WorkflowHub

Authors: Carole Goble and the WorkflowHub Club, Department of Computer Science

Workflow logo

In April 2020 the bioscience community ramped up activity to address the COVID-19 pandemic. This included the large-scale processing of SARS-COV-2 data using computational workflows and scripts for automated data analysis, and for updating public data archives. Workflows are a popular specialist software that links together different codes into tool chains. Workflow systems handle all the complexity of doing that, the data that flows between the codes and how they run on different computing platforms.

Lead by Manchester, partners across Europe in the ELIXIR European Research Infrastructure for Life Science Data and the EC EOSC-Life cluster project launched WorkflowHub. WorkflowHub is an open registry for the community to openly share, find and reuse data processing pipelines and a service of ELIXIR-UK. By September 2020 WorkflowHub was established as a Hub for workflows for any system, any discipline, from anywhere. 82 Teams with members from 71 organisations across Europe, the USA and Australia have contributed 190 high quality workflows (40 COVID-19 related) from 10 different kinds of workflow system. The top workflow has 1550+ downloads. The Hub is a registered service of the European Open Science Cloud. WorkflowHub is an example of a registry for FAIR (findable, accessible, interoperable, reusable) Research Objects.

Applying Open research practices

  • WorkflowHub infrastructure promotes the sharing and reuse of Open computational workflows; 
  • Workflows are linked to other open materials such as data, documents, lab protocols and electronic lab notebooks; 
  • The workflows are created and updated sustainably by teams who use social channels to connect with users; 
  • The Hub is one of the first Registries in the world to implement the RO-Crate specification for FAIR Research Objects, which is used to package any kind of research output for exchange between digital systems; 
  • The Hub is built on the open source FAIRDOM-SEEK platform. Development has been lead by Manchester with partners in the UK, Germany, Belgium, Norway, Netherland and South Africa for over a decade.  
  • WorkflowHub was built entirely openly by a community of over 50 people who co-created the registry. The development is lead by Manchester and the registry hosted by Manchester. 

Overcoming challenges 

  • WorkflowHub has been developed virtually during the pandemic, its previously planned development accelerated by one year. We adopted an agile development cycle that had buy-in from workflow system providers, workflow developers and users. We built on an open source software platform; operate an open development co-creation practice through a WorkflowHub Club and virtual meetings; use virtual communication channels such as slack, and run virtual hackathons (intense week-long collaborations).  
  • To help workflow developer buy in, the Hub registers workflows that can “stay home” in their native stores; workflows have DOIs and can be cited, credited and showcased.  
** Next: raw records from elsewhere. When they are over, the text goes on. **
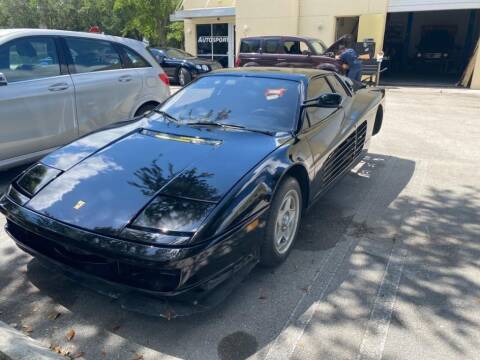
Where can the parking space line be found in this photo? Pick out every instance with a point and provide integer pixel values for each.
(375, 336)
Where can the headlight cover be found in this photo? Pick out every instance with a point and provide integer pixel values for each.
(36, 178)
(173, 215)
(202, 67)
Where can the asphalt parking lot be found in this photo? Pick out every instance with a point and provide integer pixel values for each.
(386, 265)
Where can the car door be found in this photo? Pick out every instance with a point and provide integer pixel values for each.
(297, 53)
(169, 66)
(105, 91)
(322, 128)
(37, 105)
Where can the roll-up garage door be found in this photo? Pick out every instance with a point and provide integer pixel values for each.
(430, 5)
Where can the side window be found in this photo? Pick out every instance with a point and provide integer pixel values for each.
(250, 46)
(29, 59)
(316, 88)
(295, 47)
(272, 46)
(304, 49)
(93, 55)
(339, 89)
(134, 59)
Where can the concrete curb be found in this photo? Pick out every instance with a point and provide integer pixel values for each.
(16, 346)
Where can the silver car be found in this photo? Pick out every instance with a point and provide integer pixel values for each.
(56, 86)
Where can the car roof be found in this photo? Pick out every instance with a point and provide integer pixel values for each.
(39, 32)
(297, 74)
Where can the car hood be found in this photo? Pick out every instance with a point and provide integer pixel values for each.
(110, 176)
(198, 61)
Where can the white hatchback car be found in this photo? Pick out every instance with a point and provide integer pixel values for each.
(56, 86)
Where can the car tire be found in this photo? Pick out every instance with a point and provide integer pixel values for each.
(145, 108)
(184, 77)
(282, 224)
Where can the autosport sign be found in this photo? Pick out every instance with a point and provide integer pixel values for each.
(212, 39)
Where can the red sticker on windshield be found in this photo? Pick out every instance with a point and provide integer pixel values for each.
(273, 94)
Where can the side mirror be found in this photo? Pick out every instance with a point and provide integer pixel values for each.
(3, 80)
(329, 100)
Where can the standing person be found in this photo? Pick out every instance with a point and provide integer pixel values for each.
(349, 58)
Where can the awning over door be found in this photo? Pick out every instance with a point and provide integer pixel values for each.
(431, 5)
(201, 13)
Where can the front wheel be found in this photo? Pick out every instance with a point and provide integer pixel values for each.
(283, 223)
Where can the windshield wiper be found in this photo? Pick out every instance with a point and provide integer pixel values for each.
(166, 115)
(229, 126)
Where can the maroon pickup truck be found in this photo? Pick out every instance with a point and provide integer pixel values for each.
(287, 51)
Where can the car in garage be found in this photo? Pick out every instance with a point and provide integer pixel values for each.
(436, 47)
(201, 189)
(182, 67)
(56, 86)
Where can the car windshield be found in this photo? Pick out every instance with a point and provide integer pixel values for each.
(318, 46)
(178, 54)
(255, 103)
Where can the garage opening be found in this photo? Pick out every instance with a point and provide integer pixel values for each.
(347, 25)
(429, 48)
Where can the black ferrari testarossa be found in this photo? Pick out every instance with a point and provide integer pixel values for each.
(199, 190)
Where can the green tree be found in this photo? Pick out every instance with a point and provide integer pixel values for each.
(150, 18)
(138, 19)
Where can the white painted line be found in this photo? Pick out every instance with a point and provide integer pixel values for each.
(286, 343)
(375, 336)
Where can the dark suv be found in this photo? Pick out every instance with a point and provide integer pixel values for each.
(286, 51)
Benefits of using these open research practices 

  • Workflows are openly available for all to find and reuse, sharing data analysis know-how accessible from one place regardless of where the workflow is stored. 
  • Reproducibility in data analysis is improved. 
  • Credit and citation for published workflows builds reward and reputation for the developed and can be referenced in articles alongside their test data.  
  • Open development and virtual hackathon practices meant many people can participate and contribute in a coordinated way regardless of where they were. A core of developers at Manchester forms the kernel of the community. 

Top tip

Open software development practices, using hackathons and virtual communication channels, are powerful ways to enable open research; you still need (a resourced) core of dedicated developers and community workers.